Why is this better than Brown Ploppy or Drunks with Guns? (Well, maybe it’s not so much better than Drunks with Guns, but we’ll leave that for a possible future posting.) Why is any particular outrage, up-to-the-minute or antique, memorable?

The weaker, but perfectly valid, of my arguments is songwriting. These songs are idiotic, but, as any fan of Uncle Dave Macon or Roger Miller or – oh sure, let’s bring them back into it – the Ramones knows, that’s not the same thing as bad. On the BÖC model of arena rock as fantasized by nerdish non-combatants, Go Girl Crazy! is as good as it gets. Adny Shernoff still turns a phrase as well as any working songwriter. If you can’t appreciate "That’s the price you have to pay/For eating burgers every day," well, you’re obviously suffering from a cultural deficiency.

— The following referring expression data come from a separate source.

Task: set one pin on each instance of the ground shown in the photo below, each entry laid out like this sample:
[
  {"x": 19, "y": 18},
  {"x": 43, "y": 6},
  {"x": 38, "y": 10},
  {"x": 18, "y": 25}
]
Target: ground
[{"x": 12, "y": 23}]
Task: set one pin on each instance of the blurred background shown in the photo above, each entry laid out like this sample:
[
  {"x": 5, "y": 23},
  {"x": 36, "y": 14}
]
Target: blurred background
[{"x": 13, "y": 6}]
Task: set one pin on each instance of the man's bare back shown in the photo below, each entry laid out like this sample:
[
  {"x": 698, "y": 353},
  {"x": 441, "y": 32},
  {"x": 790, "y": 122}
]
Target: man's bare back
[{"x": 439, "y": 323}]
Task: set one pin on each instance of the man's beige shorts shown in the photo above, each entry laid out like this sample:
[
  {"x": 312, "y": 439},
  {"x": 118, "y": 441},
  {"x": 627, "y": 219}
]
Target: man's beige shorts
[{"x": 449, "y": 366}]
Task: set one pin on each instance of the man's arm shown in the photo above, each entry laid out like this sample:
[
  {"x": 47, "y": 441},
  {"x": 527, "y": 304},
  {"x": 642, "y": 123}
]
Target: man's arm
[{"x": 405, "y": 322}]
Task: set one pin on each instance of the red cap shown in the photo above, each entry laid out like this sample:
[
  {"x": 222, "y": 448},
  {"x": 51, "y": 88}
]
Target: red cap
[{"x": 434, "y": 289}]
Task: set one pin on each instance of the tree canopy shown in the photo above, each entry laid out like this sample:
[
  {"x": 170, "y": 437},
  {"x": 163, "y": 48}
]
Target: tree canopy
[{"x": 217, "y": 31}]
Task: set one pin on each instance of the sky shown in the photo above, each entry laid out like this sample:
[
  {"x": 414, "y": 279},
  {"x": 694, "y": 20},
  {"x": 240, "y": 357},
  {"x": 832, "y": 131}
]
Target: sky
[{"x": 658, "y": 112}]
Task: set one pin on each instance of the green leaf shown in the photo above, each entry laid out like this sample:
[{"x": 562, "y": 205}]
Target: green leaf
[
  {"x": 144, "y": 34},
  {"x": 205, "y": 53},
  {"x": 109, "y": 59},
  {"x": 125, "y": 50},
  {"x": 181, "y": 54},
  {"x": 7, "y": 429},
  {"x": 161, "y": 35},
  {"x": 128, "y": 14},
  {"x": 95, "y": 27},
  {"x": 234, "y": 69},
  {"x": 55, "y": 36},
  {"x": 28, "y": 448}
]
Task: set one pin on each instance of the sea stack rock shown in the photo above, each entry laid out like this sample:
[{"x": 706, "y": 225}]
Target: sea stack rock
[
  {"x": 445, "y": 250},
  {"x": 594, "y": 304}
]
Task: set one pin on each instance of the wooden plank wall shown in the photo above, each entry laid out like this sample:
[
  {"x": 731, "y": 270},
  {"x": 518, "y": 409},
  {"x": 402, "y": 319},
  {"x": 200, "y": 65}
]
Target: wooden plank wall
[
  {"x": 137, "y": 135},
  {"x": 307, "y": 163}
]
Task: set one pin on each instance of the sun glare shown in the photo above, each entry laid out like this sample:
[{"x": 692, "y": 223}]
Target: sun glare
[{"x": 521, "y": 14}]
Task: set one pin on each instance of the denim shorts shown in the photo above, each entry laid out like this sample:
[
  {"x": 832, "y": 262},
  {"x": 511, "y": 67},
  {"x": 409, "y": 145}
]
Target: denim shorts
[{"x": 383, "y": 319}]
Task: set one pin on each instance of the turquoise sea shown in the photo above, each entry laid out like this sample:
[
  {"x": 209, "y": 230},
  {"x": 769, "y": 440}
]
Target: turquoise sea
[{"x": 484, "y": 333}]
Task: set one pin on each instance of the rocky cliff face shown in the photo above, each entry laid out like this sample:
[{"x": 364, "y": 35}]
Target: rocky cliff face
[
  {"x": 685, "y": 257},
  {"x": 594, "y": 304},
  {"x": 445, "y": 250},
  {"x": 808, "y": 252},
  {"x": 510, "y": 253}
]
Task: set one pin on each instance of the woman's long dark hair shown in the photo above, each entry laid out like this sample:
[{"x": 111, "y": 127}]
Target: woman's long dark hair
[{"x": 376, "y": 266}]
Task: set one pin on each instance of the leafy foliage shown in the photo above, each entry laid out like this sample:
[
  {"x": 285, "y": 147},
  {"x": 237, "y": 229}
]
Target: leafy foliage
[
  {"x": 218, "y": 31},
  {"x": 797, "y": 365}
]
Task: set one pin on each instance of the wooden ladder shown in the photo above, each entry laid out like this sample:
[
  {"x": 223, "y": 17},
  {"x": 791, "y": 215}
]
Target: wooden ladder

The other argument, consonant with our summer-pleasures theme, has to do with an even less substantial commodity than songwriting: fun. The great thing about show business is its transparency. If you believe it, as the acting teachers say, they’ll believe it, provided you’re competent. If you’re fucking miserable, you can project that misery into your audience. And if you’re having fun, your objet d’art will be an objet d’fun.

Professionalism is a tricky subject in rock and roll. Acquire too much of it, and you’re not fun anymore. For the Dictators this wasn’t an issue. They had Sandy fucking Pearlman producing. All they had to do was be who they were. It isn’t as easy as it sounds, but somehow they managed. They didn’t punk out, even by the easy route of irony. Well, assuming snotty and ironic aren’t the same thing. And they aren’t. When Handsome Dick sings, "The fastest car and a movie star are my only goals in life," or Adny sings, "I wanna live a rich life/And I wanna die poor," yeah, it’s funny, but they aren’t kidding. Come to think of it, are there better goals? Oh, yeah yeah, community, society, family – no, seriously: what are they?

Shernoff thinks that the Ramones were more successful than the Dics because they were more focused, but sometimes you find gems in wandering that you won’t find in a hard-target search, and the ramblings of Go Girl Crazy! are sort of picaresque – adventures unified by a single, smartass point of view. All the songs, including the numbskull covers of "I Got You Babe" (as sung by a bunch of hypermacho geeks to one another) and "California Sun," are part of the adventure: a quest for the ultimate good time on a major label’s dime. Ridiculous solos. Too much reverb, at times. Giggling asides. Cars and girls. A sopor for the weekend. Growing up. Throwing up. Being the one not to let your sons become. You may choose not to believe in it, but don’t tell me for a second that it isn’t believable. Set me free; I might know better when I’m older.